Elasticsearch 5.0.0 alpha2 'NodeNodeAvailableException'

no_jihun · May 4, 2016, 5:49am

Hi.

I got this error when using JavaClient+Elasticsearch(both version of them are 5.0.0alpha2)

Today morning I upgraded clinet/Server from alpha1 to alpha2.
This did not happen in 5.0.0 alpha1 I think.

client code and error log

		client = builder.build() //
		.addTransportAddress(new InetSocketTransportAddress(InetAddress.getByName("10.99.220.112"), 9300)) 				
                .addTransportAddress(new InetSocketTransportAddress(InetAddress.getByName("10.99.205.171"), 9300)) 
		.addTransportAddress(new InetSocketTransportAddress(InetAddress.getByName("10.99.213.10"), 9300)) 
		.addTransportAddress(new InetSocketTransportAddress(InetAddress.getByName("10.113.187.68"), 9300));

		SearchRequestBuilder srb = client.prepareSearch();
		srb.setIndices(targetIndices);
		srb.setTypes(request.getServiceId());
		srb.setQuery(masterQuery);
		srb.addAggregation(ab);
		srb.setSize(0);

		ListenableActionFuture<SearchResponse> execute = srb.execute(); <--- this line claims..

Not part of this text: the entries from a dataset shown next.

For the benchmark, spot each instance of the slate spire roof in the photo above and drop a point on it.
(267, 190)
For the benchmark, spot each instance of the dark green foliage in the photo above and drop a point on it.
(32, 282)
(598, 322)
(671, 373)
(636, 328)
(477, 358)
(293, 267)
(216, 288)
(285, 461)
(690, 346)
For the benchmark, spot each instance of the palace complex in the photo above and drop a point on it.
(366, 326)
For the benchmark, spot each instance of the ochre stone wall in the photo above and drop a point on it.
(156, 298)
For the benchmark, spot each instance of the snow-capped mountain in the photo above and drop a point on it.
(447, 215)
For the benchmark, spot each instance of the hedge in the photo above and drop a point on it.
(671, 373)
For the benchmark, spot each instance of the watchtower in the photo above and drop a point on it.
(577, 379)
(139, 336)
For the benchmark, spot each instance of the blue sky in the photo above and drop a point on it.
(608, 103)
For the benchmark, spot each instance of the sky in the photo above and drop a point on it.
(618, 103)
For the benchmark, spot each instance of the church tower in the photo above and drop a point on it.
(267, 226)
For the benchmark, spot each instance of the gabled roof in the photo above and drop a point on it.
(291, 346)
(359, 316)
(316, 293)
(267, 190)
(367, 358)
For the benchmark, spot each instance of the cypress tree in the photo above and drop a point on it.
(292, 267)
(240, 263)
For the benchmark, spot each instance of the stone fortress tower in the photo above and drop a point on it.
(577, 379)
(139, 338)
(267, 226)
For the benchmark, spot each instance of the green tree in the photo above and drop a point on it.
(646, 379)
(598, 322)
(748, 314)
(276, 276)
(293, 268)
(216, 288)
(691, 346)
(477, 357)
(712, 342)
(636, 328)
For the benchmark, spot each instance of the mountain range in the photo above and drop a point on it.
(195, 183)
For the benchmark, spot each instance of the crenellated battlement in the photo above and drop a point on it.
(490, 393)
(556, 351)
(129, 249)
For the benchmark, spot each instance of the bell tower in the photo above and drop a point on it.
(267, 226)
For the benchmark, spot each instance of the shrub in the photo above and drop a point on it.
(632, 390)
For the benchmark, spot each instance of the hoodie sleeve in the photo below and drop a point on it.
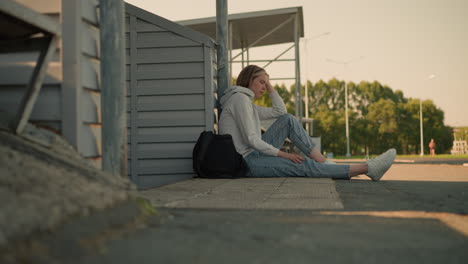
(278, 108)
(243, 113)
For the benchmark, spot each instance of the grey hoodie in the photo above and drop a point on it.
(241, 119)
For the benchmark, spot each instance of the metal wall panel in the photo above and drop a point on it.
(169, 95)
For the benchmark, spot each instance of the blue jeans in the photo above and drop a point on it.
(287, 126)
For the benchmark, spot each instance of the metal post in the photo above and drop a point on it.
(113, 97)
(421, 127)
(230, 41)
(347, 121)
(298, 70)
(222, 40)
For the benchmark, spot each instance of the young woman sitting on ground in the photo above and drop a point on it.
(241, 119)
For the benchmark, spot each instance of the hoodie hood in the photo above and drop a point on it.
(229, 92)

NoNodeAvailableException[None of the configured nodes were available: [{dev-elastic204.ncl}{LKNBLbPRRLC6S-jN-5XJKQ}{10.113.187.68}{10.113.187.68:9300}, {dev-elastic202.ncl}{zi7dPFrWS3OyW-jZB5O6Dg}{10.99.205.171}{10.99.205.171:9300}, {dev-elastic201.ncl}{Vf60NeajSmyH82ZteANo1Q}{10.99.220.112}{10.99.220.112:9300}, {dev-elastic203.ncl}{DD0V1VZ_RzqpkXpbbJwWwQ}{10.99.213.10}{10.99.213.10:9300}]]; nested: NodeDisconnectedException[[dev-elastic204.ncl][10.113.187.68:9300][indices:data/read/search] disconnected];
	at org.elasticsearch.client.transport.TransportClientNodesService$RetryListener.onFailure(TransportClientNodesService.java:253)
	....
	at java.lang.Thread.run(Thread.java:745)
Caused by: NodeDisconnectedException[[dev-elastic204.ncl][10.113.187.68:9300][indices:data/read/search] disconnected]

server log

[2016-05-04 09:16:44,910][WARN ][threadpool               ] [dev-elastic201.ncl] failed to run org.elasticsearch.watcher.ResourceWatcherService$ResourceMonitor@3e8cb932
java.security.AccessControlException: access denied ("java.io.FilePermission" "/home1/apps/elasticsearch/config/scripts" "read")
        at java.security.AccessControlContext.checkPermission(AccessControlContext.java:472)
        at java.security.AccessController.checkPermission(AccessController.java:884)
        ....

[2016-05-04 14:16:05,316][WARN ][transport.netty          ] [dev-elastic201.ncl] exception caught on transport layer [[id: 0x6fa39b9a, /10.75.17.101:49956 => /10.99.220.112:9300]], closing connection
java.lang.IllegalStateException: Message not fully read (request) for requestId [0], action [cluster:monitor/nodes/liveness], readerIndex [52] vs expected [52]; resetting
        at org.elasticsearch.transport.netty.MessageChannelHandler.messageReceived(MessageChannelHandler.java:144)
        at org.jboss.netty.channel.SimpleChannelUpstreamHandler.handleUpstream(SimpleChannelUpstreamHandler.java:70)
        ....
        at java.lang.Thread.run(Thread.java:745)
[2016-05-04 14:16:05,350][WARN ][transport.netty          ] [dev-elastic201.ncl] exception caught on transport layer [[id: 0x5ef09158, /10.75.17.101:49971 => /10.99.220.112:9300]], closing connection
java.lang.IllegalStateException: Message not fully read (request) for requestId [1], action [cluster:monitor/nodes/liveness], readerIndex [52] vs expected [52]; resetting
        at org.elasticsearch.transport.netty.MessageChannelHandler.messageReceived(MessageChannelHandler.java:144)
        at org.jboss.netty.channel.SimpleChannelUpstreamHandler.handleUpstream(SimpleChannelUpstreamHandler.java:70)

/_cluster/state

Every nodes seems ok.

/_cluster/health

What should I check?

REST _search returns the result well.

dadoonet · May 4, 2016, 6:28am

Might be unrelated but interesting to know. Does /home1/apps/elasticsearch/config/scripts exists?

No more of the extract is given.